From 0.5.0 onward, container releases are signed by digest and GitHub-attested. Builds include BuildKit provenance and SBOM attestations, use verified PyPI wheel inputs, and are reproducible for supported platforms.

[![docker-publish](https://github.com/nuclear-treestump/pydepgate/actions/workflows/docker-publish.yml/badge.svg)](https://github.com/nuclear-treestump/pydepgate/actions/workflows/docker-publish.yml)
[![docker-repro-check](https://github.com/nuclear-treestump/pydepgate/actions/workflows/docker-repro.yml/badge.svg)](https://github.com/nuclear-treestump/pydepgate/actions/workflows/docker-repro.yml)

</details>

## Why this exists

Python can execute package-provided code before the user's script does anything.

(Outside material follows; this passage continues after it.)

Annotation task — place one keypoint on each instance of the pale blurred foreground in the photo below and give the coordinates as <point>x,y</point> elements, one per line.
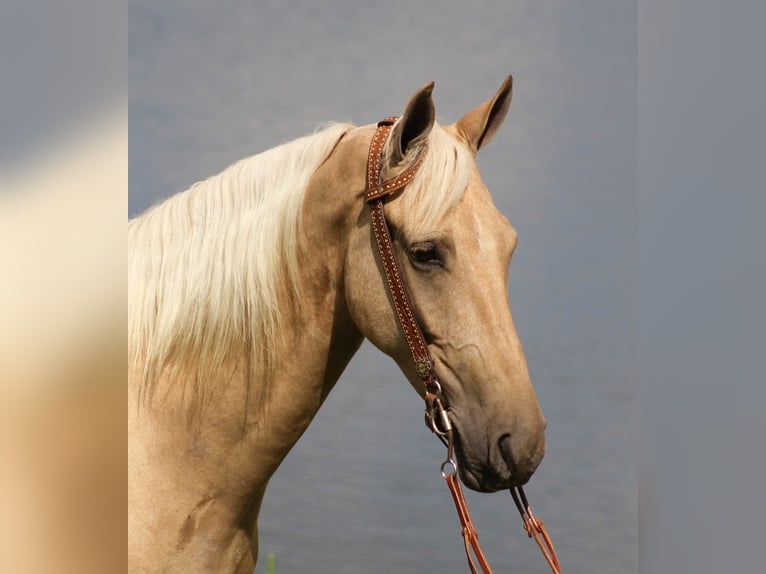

`.pth` files in `site-packages` can run import lines during interpreter initialization. `sitecustomize.py` and `usercustomize.py` are imported automatically when present. Source distributions can execute `setup.py` during installation. Packages can run top-level `__init__.py` code when imported. Console-script entry points are generated during installation and executed later as normal commands.

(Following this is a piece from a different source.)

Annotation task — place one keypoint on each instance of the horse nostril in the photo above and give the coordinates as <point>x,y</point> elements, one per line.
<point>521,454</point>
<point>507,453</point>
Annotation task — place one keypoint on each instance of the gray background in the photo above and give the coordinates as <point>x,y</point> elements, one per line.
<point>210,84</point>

These are normal Python features. They are also useful supply-chain attack surfaces.

The March 2026 LiteLLM supply-chain compromise used this class of startup behavior and is catalogued as [MITRE ATT&CK T1546.018](https://attack.mitre.org/techniques/T1546/018/). The `.pth` vector has also been acknowledged as a security gap in [CPython issue #113659](https://github.com/python/cpython/issues/113659).

Existing tools answer related but different questions. `pip-audit` and Safety check whether a known package version has known vulnerabilities. Bandit checks a source tree for risky Python patterns. pydepgate asks a package-artifact question:

> Does this artifact contain suspicious behavior that could run during installation, interpreter startup, import-time initialization, or generated entry-point execution?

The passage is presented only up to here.